Les États-Unis, par ailleurs, sont sur une tra­jec­toire de désin­dus­tri­al­i­sa­tion con­stante. Le poids du secteur man­u­fac­turi­er dans le PIB est passé de 12,5 % en 2007 à 10,3 % à la fin de 2024 ; la bal­ance com­mer­ciale des biens est défici­taire de 100 mil­liards de dol­lars par mois. Nous utilis­erons ces évo­lu­tions plus tard pour car­ac­téris­er les avan­tages com­para­t­ifs des États-Unis.

Le déficit com­mer­cial con­stant a provo­qué l’ac­cu­mu­la­tion d’une dette extérieure nette très impor­tante, qui atteint 80 % du PIB en 2024. Par ailleurs, le taux d’emploi des 15–64 ans est faible aux États-Unis (72 %) par rap­port à son niveau en Alle­magne (78 %), au Japon (80 %) ou encore en Suède (77 %). Cet écart résulte des prob­lèmes de san­té aux­quels sont con­fron­tés de nom­breux améri­cains : 14 % des adultes améri­cains sont inaptes à tra­vailler et 25 % des Améri­cains n’ont pas ren­con­tré de médecins depuis plus d’un an en rai­son du coût élevé de la santé.

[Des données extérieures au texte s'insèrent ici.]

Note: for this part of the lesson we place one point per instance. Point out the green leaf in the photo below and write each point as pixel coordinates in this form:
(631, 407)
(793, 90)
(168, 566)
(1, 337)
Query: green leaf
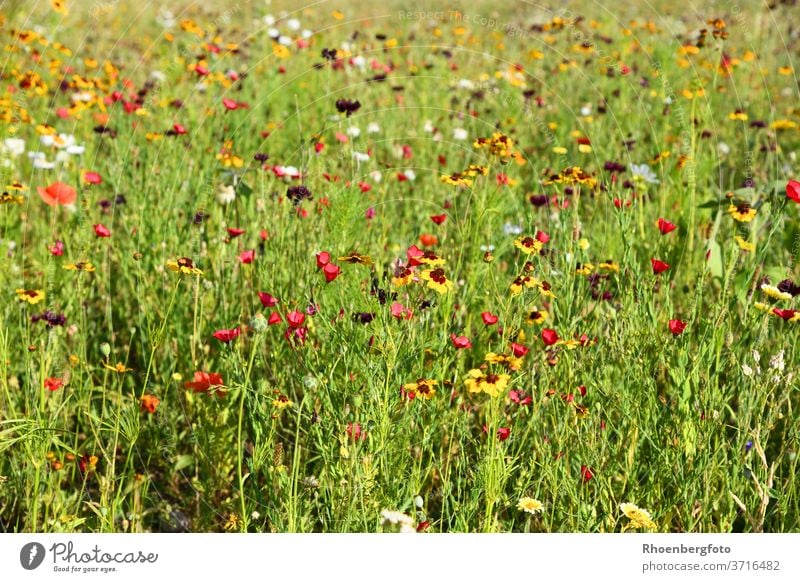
(242, 189)
(183, 462)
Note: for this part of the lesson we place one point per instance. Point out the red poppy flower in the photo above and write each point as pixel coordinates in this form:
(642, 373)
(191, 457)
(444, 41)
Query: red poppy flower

Enfin, les infra­struc­tures (de trans­port, élec­tron­iques, d’ad­duc­tion d’eau, des bâti­ments sco­laires) sont en mau­vais état aux États-Unis. Par exem­ple, 45 000 ponts et 20 % des routes sont forte­ment dégradés et 17 % des Améri­cains n’ont pas accès à Internet.

Quels avantages comparatifs et, en conséquence, quelle stratégie pour les États-Unis ?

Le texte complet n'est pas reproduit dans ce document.